During the natural course of LCPD, the hip undergoes the phases of synovitis, necrosis, and remodeling; arthrodiastasis was used on hips in the necrosis or fragmentation stages (“active” stages of the disease). A fast revascularization of the femoral epiphysis was observed in an interval of one to three months (Fig. 5, Fig. 6, Fig. 7, Fig. 8). When hips were treated in the necrosis stage, regeneration occurred without the fragmentation phase. This phenomenon is consistent with that described by Volpon et al.

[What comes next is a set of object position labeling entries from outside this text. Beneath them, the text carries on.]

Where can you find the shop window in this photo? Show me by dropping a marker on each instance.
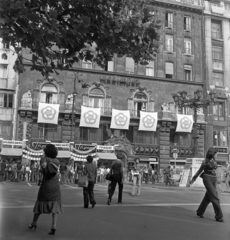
(180, 138)
(49, 93)
(219, 111)
(5, 129)
(220, 138)
(6, 100)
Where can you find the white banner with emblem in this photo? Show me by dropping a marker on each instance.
(148, 121)
(120, 119)
(90, 117)
(48, 113)
(184, 123)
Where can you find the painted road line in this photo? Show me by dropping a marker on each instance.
(119, 205)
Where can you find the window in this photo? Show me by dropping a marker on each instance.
(150, 69)
(220, 138)
(188, 72)
(46, 131)
(129, 65)
(6, 100)
(219, 111)
(140, 103)
(142, 137)
(97, 99)
(217, 58)
(187, 46)
(218, 79)
(216, 30)
(110, 66)
(180, 138)
(48, 94)
(3, 71)
(169, 20)
(87, 65)
(5, 129)
(169, 70)
(187, 23)
(169, 43)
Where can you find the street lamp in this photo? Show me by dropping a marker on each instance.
(182, 100)
(72, 115)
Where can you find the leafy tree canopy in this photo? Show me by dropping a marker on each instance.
(61, 32)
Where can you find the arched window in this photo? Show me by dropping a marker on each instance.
(140, 101)
(49, 93)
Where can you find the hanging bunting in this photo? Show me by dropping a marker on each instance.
(120, 119)
(148, 121)
(90, 117)
(184, 123)
(48, 113)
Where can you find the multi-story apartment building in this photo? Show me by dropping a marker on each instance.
(8, 93)
(125, 85)
(217, 45)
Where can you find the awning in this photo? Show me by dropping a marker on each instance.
(106, 156)
(13, 152)
(63, 154)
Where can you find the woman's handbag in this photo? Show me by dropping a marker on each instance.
(108, 176)
(83, 180)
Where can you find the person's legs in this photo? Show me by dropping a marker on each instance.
(134, 186)
(210, 185)
(120, 185)
(86, 197)
(139, 185)
(91, 193)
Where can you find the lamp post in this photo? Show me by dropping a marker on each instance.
(182, 100)
(72, 115)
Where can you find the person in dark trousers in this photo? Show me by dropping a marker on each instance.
(90, 169)
(117, 176)
(208, 173)
(49, 194)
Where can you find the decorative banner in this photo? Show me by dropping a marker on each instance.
(48, 113)
(90, 117)
(120, 119)
(148, 121)
(184, 123)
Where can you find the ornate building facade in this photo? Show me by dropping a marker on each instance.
(126, 86)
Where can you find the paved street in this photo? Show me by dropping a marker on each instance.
(159, 213)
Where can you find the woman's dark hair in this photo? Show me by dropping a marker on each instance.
(89, 159)
(211, 153)
(50, 151)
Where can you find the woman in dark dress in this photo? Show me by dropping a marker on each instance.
(49, 195)
(207, 171)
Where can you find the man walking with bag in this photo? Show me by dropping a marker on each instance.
(91, 171)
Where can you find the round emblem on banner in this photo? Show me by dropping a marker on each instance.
(90, 117)
(148, 121)
(48, 113)
(120, 119)
(185, 123)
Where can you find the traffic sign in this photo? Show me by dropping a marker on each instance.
(175, 150)
(175, 155)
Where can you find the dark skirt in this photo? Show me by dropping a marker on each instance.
(49, 197)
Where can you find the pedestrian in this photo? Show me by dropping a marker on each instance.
(137, 175)
(49, 194)
(117, 177)
(207, 171)
(90, 170)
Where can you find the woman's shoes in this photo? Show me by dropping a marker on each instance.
(52, 231)
(219, 219)
(33, 225)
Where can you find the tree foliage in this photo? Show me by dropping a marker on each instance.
(61, 32)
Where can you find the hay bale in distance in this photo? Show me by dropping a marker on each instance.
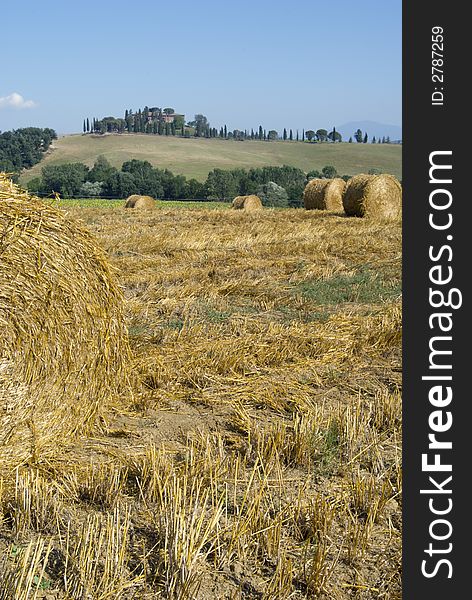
(137, 201)
(249, 203)
(373, 196)
(324, 194)
(64, 350)
(238, 202)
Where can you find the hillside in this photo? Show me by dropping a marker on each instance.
(195, 157)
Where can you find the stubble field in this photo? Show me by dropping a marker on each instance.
(259, 455)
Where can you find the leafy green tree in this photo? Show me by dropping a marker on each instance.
(358, 136)
(101, 170)
(91, 189)
(221, 185)
(179, 122)
(335, 136)
(329, 172)
(310, 135)
(314, 174)
(120, 185)
(295, 195)
(64, 179)
(272, 194)
(23, 148)
(194, 190)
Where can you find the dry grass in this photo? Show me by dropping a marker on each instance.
(324, 194)
(260, 457)
(64, 352)
(247, 203)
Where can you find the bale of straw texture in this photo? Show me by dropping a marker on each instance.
(249, 203)
(64, 351)
(373, 196)
(324, 194)
(137, 201)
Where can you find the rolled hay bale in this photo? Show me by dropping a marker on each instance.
(64, 350)
(249, 203)
(324, 194)
(137, 201)
(373, 196)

All modalities of treatment for LCPD are based in mechanical concepts. Arthrodiastasis offers a biological concept beyond the mechanical concept of anatomical joint centralization and mechanical load protection imposed on the joint.28, 29, 30 According to the concepts of Ilizarov, arthrodiastasis induces angiogenesis around the entire joint. It is important to note that, under the influence of mechanical traction-load offered by arthrodiastasis, active histogenesis occurs not only in the bone, but also in the regional soft tissues; yet, according to Ilizarov, the process of tissue formation and growth in an adult organism has many features in common with tissue formation during the embryonic and immediate postnatal periods. Fig. 6, Fig. 7 present an example of this type of tissue formation.

The preliminary satisfactory results of treatment with arthrodiastasis obtained in 77.8% of patients can be considered as overall “good,” thus accrediting the technique as an effective LCPD treatment method.

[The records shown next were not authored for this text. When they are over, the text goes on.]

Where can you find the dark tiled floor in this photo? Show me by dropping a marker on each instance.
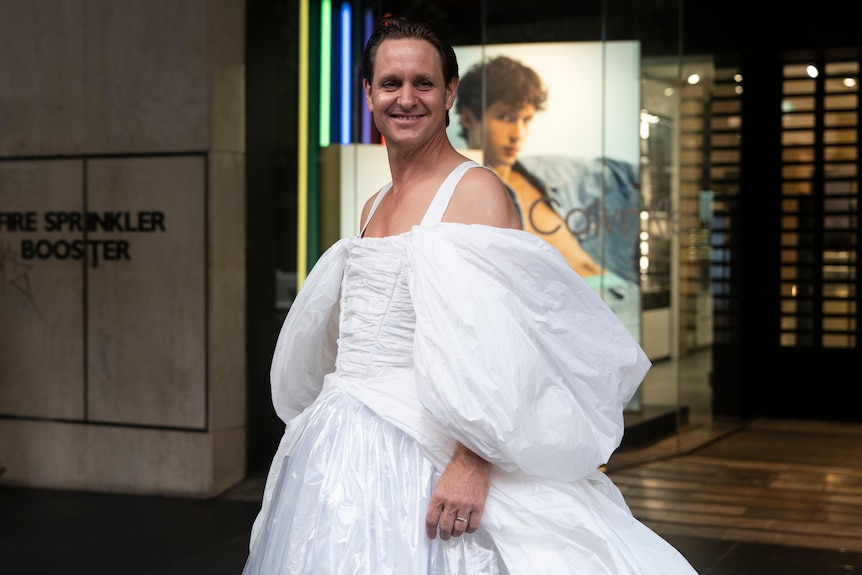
(59, 532)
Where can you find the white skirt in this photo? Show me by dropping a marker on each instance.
(351, 499)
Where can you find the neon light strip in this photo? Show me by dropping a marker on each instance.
(366, 115)
(325, 70)
(302, 148)
(346, 69)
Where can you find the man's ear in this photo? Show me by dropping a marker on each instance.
(467, 118)
(451, 93)
(367, 87)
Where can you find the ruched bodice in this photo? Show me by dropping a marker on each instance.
(377, 318)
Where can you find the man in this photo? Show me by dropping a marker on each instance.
(434, 425)
(587, 209)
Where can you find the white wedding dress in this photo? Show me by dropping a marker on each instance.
(398, 347)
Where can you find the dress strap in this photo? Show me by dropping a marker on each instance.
(441, 200)
(376, 203)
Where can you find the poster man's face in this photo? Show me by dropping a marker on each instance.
(505, 129)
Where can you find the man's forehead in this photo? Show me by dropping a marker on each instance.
(519, 109)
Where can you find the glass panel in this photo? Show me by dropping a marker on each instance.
(841, 102)
(794, 189)
(835, 68)
(726, 157)
(799, 86)
(797, 120)
(840, 119)
(797, 104)
(839, 290)
(839, 136)
(834, 188)
(722, 140)
(839, 170)
(839, 341)
(798, 138)
(838, 307)
(838, 85)
(798, 172)
(836, 153)
(789, 223)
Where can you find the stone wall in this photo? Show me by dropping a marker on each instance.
(122, 256)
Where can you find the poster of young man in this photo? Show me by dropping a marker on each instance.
(559, 122)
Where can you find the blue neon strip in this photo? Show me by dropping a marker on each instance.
(366, 115)
(347, 86)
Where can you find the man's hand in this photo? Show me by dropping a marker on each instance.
(459, 497)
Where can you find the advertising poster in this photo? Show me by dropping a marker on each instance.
(559, 122)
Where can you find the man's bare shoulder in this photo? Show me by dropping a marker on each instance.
(481, 198)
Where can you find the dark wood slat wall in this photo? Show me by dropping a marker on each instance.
(787, 483)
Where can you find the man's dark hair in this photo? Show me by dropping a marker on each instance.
(505, 80)
(406, 28)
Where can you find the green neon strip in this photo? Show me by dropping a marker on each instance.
(325, 69)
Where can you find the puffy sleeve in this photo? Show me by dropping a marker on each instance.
(307, 343)
(518, 358)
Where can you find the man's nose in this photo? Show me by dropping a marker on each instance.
(407, 95)
(518, 131)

The authors agree with Kucukkaya et al. that arthrodiastasis is a good operative treatment technique for patients aged above 6 years and considered as having poor prognosis in the criteria set forth by Catterall. Moreover, the process of reossification/remodeling of the femoral head appears to be shortened by arthrodiastasis of the affected hip.

Conclusion

Hip arthrodiastasis with unilateral external fixator in the active stages of LCPD improves the degree of joint mobility.

The use of the arthrodiastasis technique in the necrosis and fragmentation stages (active stages of the disease) presents satisfactory results in the treatment of LCPD.

Conflicts of interest

The authors declare no conflicts of interest.